The carrying value of the Senior Notes was $200.0 million as of June 30, 2014 and December 31, 2013.  The fair value of the Senior Notes was $210.0 million and $213.3 million as of June 30, 2014 and December 31, 2013, respectively.  The Company has determined the fair value of the Senior Notes based on market observable inputs and has therefore concluded these are Level 2 measurements.

 

Seller Notes

 

Seller Notes are recorded at contractual carrying values of $30.5 million and $21.1 million as of June 30, 2014 and December 31, 2013, respectively, and carrying value approximates fair value for similar debt in all material respects.  The Company estimates fair value of the seller notes with a discounted cash flow model using unobservable rates and has determined these represent Level 3 measurements.

 

Subsidiary Guarantees

 

The Revolving and Term Loan Facilities and the 7 1/8 % Senior Notes are guaranteed by all of the Company’s subsidiaries. Separate condensed consolidating information is not included because Hanger, Inc., the parent company, does not have independent assets or operations. The guarantees are full and unconditional and joint and several.
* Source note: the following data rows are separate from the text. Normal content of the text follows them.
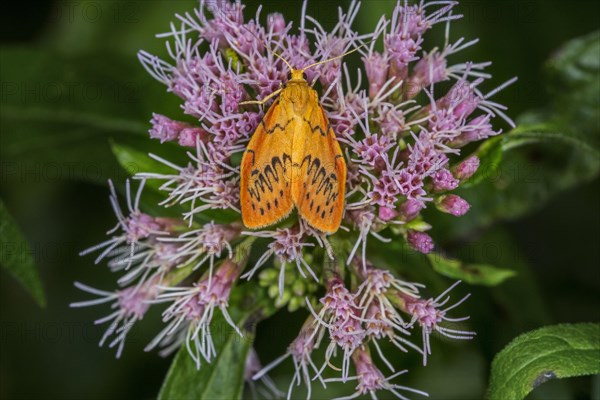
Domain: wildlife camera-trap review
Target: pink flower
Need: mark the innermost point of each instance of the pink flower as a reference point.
(420, 241)
(453, 204)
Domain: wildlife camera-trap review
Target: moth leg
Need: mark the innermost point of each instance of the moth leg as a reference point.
(263, 101)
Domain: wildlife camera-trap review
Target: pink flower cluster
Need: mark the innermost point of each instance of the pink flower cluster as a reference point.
(402, 134)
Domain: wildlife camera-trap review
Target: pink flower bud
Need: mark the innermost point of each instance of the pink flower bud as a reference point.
(189, 136)
(165, 129)
(376, 67)
(453, 204)
(466, 168)
(386, 213)
(410, 209)
(420, 241)
(444, 180)
(276, 23)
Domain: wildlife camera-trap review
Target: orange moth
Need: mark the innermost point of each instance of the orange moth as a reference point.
(293, 160)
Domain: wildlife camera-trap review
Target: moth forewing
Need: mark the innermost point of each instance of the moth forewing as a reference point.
(293, 159)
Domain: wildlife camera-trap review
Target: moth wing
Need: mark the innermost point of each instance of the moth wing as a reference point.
(265, 181)
(319, 187)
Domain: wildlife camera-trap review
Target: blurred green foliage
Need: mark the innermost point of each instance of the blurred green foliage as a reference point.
(73, 92)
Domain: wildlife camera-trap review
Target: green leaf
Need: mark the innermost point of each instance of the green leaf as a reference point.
(574, 86)
(16, 256)
(223, 378)
(490, 158)
(59, 111)
(558, 351)
(475, 274)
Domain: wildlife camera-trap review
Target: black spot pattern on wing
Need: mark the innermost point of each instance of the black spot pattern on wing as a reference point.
(272, 129)
(325, 185)
(317, 128)
(268, 178)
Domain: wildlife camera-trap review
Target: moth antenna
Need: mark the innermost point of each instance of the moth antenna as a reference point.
(281, 58)
(335, 58)
(269, 49)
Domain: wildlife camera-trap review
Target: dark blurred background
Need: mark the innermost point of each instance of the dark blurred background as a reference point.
(53, 353)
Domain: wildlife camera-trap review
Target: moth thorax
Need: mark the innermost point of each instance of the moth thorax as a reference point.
(298, 95)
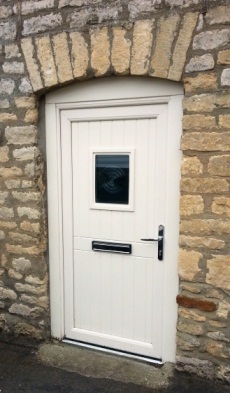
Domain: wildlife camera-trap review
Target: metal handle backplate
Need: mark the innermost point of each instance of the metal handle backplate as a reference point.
(160, 241)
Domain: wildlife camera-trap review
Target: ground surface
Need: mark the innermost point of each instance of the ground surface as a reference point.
(21, 371)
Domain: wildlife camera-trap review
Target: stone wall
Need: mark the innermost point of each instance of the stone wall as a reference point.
(48, 43)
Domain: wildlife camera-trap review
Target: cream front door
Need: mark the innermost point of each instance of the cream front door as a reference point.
(116, 160)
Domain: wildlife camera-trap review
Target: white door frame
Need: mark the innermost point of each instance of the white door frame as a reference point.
(103, 93)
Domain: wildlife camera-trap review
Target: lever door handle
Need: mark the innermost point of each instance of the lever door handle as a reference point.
(160, 241)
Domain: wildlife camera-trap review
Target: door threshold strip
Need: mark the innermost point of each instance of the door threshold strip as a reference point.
(145, 359)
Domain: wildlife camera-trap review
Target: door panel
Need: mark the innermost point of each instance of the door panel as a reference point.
(114, 300)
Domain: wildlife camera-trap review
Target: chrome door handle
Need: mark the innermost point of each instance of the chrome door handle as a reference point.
(160, 241)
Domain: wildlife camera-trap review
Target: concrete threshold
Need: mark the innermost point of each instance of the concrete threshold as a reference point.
(97, 364)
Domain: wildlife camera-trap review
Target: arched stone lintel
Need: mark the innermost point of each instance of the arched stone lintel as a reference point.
(152, 47)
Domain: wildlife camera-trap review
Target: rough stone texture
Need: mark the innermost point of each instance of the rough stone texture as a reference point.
(202, 141)
(189, 264)
(221, 205)
(32, 66)
(142, 43)
(45, 56)
(181, 48)
(219, 271)
(62, 58)
(225, 77)
(224, 57)
(191, 204)
(21, 135)
(200, 63)
(41, 23)
(80, 56)
(211, 39)
(200, 304)
(218, 15)
(120, 51)
(100, 57)
(162, 54)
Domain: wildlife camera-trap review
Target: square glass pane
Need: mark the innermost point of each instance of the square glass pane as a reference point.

There are no restrictions on the ability of the Company’s subsidiaries to transfer cash to the Company or to co-guarantors.

 

Debt Covenants

 

The terms of the Senior Notes, the Revolving Credit Facility, and the Term Loan Facility limit the Company’s ability to, among other things, purchase capital assets, incur additional indebtedness, create liens, pay dividends on or redeem capital stock, make certain investments, make restricted payments, make certain dispositions of assets, engage in transactions with affiliates, engage in certain business activities, and engage in mergers, consolidations and certain sales of assets. The Credit Agreement requires compliance with various covenants including but not limited to (i) minimum consolidated interest coverage ratio of 3.50:1.00 and (ii) maximum total leverage ratio of 4.00:1.00. As of June 30, 2014, the Company was in compliance with all covenants under these debt agreements.